Tegmark draws a compelling parallel to the Cold War’s nuclear arms race, where both superpowers ultimately recognized that a full-scale competition to maximize destructive capabilities would lead to mutual annihilation. Similarly, he believes that the U.S. national security community is increasingly recognizing that an "uncontrollable superintelligence" poses a direct threat rather than serving as a beneficial tool. He references Dario Amodei’s own vision of a "country of geniuses in a data center," suggesting that such a concept could soon be perceived as a national security concern.

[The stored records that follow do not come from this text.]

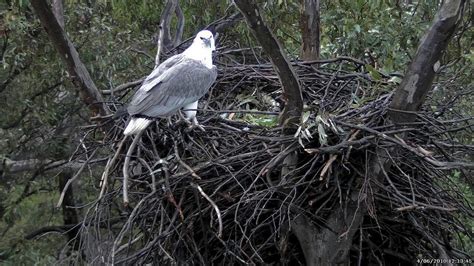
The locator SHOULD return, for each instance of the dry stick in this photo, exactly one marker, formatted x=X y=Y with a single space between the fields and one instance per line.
x=110 y=164
x=153 y=179
x=68 y=183
x=126 y=165
x=193 y=173
x=127 y=225
x=214 y=205
x=159 y=43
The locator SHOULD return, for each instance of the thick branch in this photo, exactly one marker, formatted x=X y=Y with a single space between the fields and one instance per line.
x=342 y=225
x=80 y=76
x=291 y=114
x=419 y=78
x=310 y=23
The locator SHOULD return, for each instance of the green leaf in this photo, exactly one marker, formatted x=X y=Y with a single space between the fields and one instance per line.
x=373 y=72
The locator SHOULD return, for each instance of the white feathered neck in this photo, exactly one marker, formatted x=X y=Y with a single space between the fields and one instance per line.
x=198 y=51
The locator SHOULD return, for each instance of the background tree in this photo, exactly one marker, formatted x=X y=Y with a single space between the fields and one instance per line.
x=48 y=134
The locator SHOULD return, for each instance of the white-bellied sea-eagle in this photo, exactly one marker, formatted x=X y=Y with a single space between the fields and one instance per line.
x=179 y=82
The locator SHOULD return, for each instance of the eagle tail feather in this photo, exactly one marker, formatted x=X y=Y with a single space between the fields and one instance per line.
x=136 y=125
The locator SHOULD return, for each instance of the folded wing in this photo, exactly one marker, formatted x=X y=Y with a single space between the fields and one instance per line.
x=171 y=86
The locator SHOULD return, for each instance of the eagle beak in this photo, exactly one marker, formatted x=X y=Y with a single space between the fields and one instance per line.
x=213 y=46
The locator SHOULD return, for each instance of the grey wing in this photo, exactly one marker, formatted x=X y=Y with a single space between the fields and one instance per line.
x=158 y=71
x=182 y=84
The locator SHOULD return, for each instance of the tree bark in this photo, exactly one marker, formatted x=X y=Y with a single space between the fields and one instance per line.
x=330 y=245
x=291 y=114
x=80 y=76
x=417 y=83
x=70 y=215
x=58 y=10
x=310 y=29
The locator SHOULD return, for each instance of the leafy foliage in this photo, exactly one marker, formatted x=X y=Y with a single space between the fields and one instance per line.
x=117 y=42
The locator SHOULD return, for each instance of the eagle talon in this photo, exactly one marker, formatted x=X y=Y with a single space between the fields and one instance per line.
x=195 y=124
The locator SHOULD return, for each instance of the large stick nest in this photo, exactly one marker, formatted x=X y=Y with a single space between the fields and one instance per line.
x=219 y=196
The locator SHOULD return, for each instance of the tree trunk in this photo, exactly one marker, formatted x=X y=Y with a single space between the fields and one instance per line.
x=291 y=114
x=58 y=10
x=417 y=83
x=80 y=76
x=310 y=29
x=330 y=245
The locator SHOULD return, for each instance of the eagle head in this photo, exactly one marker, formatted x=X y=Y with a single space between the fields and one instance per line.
x=205 y=39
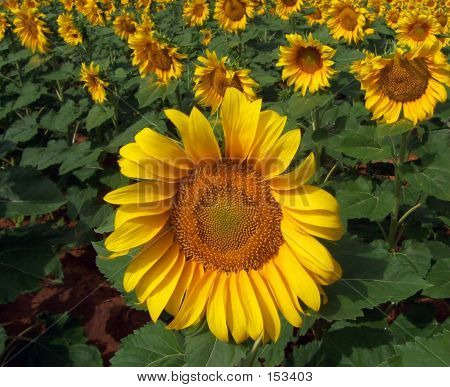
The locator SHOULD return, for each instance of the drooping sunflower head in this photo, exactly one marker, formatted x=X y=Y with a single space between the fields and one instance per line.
x=232 y=15
x=196 y=12
x=407 y=84
x=153 y=56
x=225 y=234
x=89 y=75
x=348 y=21
x=285 y=8
x=416 y=28
x=214 y=77
x=307 y=64
x=124 y=26
x=31 y=30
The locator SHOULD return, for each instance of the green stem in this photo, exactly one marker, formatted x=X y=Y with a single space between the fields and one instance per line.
x=393 y=227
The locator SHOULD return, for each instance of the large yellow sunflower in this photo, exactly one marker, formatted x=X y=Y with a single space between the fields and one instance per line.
x=285 y=8
x=348 y=21
x=92 y=81
x=153 y=56
x=408 y=84
x=225 y=234
x=31 y=30
x=68 y=31
x=215 y=77
x=307 y=64
x=416 y=28
x=232 y=15
x=124 y=26
x=196 y=12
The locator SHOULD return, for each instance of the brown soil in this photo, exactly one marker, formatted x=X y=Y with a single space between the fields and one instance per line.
x=88 y=298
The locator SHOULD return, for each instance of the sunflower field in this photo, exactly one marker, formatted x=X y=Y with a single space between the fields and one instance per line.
x=224 y=183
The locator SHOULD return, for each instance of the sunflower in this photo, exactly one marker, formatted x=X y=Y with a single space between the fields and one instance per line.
x=415 y=29
x=3 y=25
x=206 y=36
x=224 y=234
x=285 y=8
x=31 y=30
x=195 y=12
x=214 y=78
x=409 y=83
x=95 y=85
x=232 y=15
x=68 y=31
x=153 y=56
x=307 y=64
x=348 y=21
x=124 y=26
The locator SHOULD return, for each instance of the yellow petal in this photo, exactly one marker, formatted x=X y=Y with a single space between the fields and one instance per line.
x=299 y=176
x=145 y=260
x=251 y=307
x=157 y=273
x=163 y=149
x=195 y=302
x=135 y=232
x=268 y=308
x=142 y=192
x=216 y=310
x=157 y=301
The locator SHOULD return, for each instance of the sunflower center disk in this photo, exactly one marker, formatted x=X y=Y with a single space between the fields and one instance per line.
x=405 y=81
x=226 y=218
x=349 y=19
x=309 y=59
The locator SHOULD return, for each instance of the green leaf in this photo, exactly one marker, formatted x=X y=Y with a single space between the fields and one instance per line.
x=205 y=350
x=98 y=115
x=23 y=191
x=151 y=346
x=358 y=199
x=371 y=276
x=423 y=352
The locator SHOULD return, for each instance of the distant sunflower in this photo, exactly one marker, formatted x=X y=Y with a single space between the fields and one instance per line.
x=214 y=78
x=92 y=81
x=153 y=56
x=416 y=28
x=31 y=30
x=225 y=235
x=3 y=25
x=206 y=36
x=307 y=64
x=348 y=21
x=410 y=83
x=196 y=12
x=285 y=8
x=232 y=15
x=68 y=31
x=124 y=26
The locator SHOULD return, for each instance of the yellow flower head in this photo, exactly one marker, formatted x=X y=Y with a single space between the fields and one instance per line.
x=348 y=21
x=124 y=26
x=415 y=29
x=214 y=78
x=407 y=84
x=31 y=30
x=92 y=81
x=307 y=64
x=285 y=8
x=225 y=235
x=68 y=31
x=196 y=12
x=232 y=15
x=153 y=56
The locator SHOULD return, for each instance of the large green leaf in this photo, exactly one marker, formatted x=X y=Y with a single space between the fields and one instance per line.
x=151 y=346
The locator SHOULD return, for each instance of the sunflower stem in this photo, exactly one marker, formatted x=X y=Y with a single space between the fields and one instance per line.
x=393 y=227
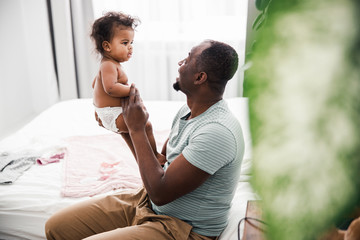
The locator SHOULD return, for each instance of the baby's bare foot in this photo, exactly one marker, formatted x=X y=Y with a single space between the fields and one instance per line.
x=161 y=158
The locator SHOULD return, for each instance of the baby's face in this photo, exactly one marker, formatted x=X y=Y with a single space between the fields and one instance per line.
x=121 y=44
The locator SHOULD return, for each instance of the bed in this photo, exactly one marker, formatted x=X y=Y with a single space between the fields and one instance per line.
x=30 y=198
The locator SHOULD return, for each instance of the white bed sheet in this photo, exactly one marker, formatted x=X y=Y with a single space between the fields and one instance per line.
x=26 y=204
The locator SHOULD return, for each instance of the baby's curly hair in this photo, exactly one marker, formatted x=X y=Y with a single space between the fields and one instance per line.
x=103 y=28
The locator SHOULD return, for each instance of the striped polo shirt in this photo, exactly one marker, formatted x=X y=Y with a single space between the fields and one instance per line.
x=213 y=142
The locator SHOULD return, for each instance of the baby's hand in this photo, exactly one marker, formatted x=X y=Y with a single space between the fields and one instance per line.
x=98 y=120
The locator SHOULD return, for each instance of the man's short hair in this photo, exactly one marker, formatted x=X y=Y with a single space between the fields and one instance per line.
x=219 y=61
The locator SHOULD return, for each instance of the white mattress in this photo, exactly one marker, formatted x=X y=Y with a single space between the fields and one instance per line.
x=26 y=204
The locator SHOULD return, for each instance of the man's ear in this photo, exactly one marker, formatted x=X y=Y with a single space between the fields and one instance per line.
x=201 y=77
x=106 y=46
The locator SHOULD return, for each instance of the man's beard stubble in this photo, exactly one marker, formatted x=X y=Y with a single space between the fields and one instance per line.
x=176 y=86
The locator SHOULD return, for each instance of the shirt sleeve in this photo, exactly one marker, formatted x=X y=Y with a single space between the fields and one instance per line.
x=210 y=147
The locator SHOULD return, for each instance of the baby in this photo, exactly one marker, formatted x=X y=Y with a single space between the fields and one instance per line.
x=113 y=35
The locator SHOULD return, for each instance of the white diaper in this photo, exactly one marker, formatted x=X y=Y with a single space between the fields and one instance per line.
x=108 y=116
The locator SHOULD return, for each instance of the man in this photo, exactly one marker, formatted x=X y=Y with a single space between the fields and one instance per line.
x=190 y=196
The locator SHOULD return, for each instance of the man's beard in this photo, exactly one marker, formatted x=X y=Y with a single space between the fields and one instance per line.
x=176 y=86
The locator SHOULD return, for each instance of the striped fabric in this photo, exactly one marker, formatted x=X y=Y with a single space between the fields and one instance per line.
x=213 y=142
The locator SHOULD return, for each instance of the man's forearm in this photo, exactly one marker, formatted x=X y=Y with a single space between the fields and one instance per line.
x=150 y=169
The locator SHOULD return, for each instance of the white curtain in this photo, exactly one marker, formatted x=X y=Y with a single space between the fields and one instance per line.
x=168 y=30
x=27 y=76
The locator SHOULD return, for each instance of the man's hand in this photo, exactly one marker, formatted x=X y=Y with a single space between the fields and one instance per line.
x=134 y=111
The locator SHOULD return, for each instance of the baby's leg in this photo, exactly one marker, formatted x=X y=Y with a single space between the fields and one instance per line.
x=121 y=125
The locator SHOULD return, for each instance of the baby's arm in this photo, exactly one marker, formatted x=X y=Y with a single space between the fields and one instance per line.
x=110 y=75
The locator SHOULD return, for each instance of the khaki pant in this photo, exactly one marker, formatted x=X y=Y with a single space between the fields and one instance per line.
x=125 y=216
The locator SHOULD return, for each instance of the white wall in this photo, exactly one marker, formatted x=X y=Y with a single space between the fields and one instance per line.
x=27 y=76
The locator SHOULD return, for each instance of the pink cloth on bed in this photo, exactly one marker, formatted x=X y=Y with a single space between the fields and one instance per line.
x=98 y=164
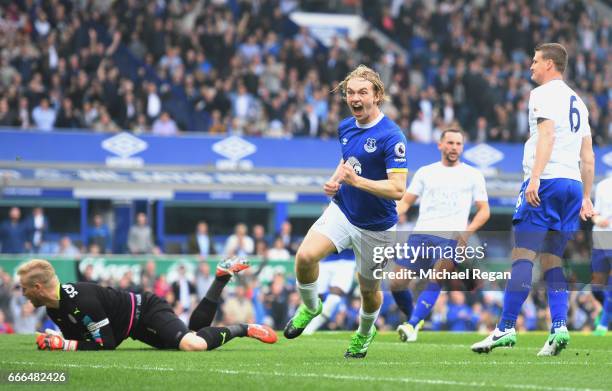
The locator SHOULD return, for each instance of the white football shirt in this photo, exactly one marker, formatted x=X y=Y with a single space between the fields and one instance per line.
x=559 y=103
x=446 y=196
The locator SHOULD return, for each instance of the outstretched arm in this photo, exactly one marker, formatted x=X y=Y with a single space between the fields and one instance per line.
x=391 y=188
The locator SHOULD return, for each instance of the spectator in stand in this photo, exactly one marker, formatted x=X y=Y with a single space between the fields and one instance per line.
x=14 y=233
x=44 y=116
x=184 y=290
x=279 y=252
x=66 y=248
x=259 y=234
x=37 y=226
x=140 y=236
x=5 y=327
x=201 y=242
x=239 y=243
x=164 y=125
x=99 y=233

The pace of AI development, Tegmark cautions, is accelerating beyond previous expert predictions. Just six years ago, most AI specialists anticipated human-level mastery of language and knowledge by 2040 or 2050; these timelines have proven drastically underestimated. AI has rapidly progressed from high school to university professor levels in various fields, exemplified by an AI winning the gold medal at the International Mathematics Olympiad last year. Recent research co-authored by Tegmark and other leading AI researchers, including Yoshua Bengio and Dan Hendrycks, defined AGI rigorously, estimating GPT-4 to be 27% of the way there, and GPT-5 a staggering 57%. This rapid progression, he warns, suggests that the advent of highly advanced AI may be closer than many realize, potentially impacting future job markets for today’s students.
The blacklisting of Anthropic now puts other AI giants in a critical spotlight. While OpenAI CEO Sam Altman commendably voiced solidarity with Anthropic, affirming similar "red lines" regarding military applications, Google and xAI have remained conspicuously silent. This moment, Tegmark observes, is forcing the industry to "show their true colors." Despite the current trajectory, Tegmark maintains a cautious optimism. He envisions a "golden age" of AI, where its benefits are realized without existential risks, if companies are subjected to standard regulatory oversight – requiring "clinical trials" and independent expert validation before releasing powerful systems. This, he concludes, represents a clear, achievable alternative to the current unregulated path.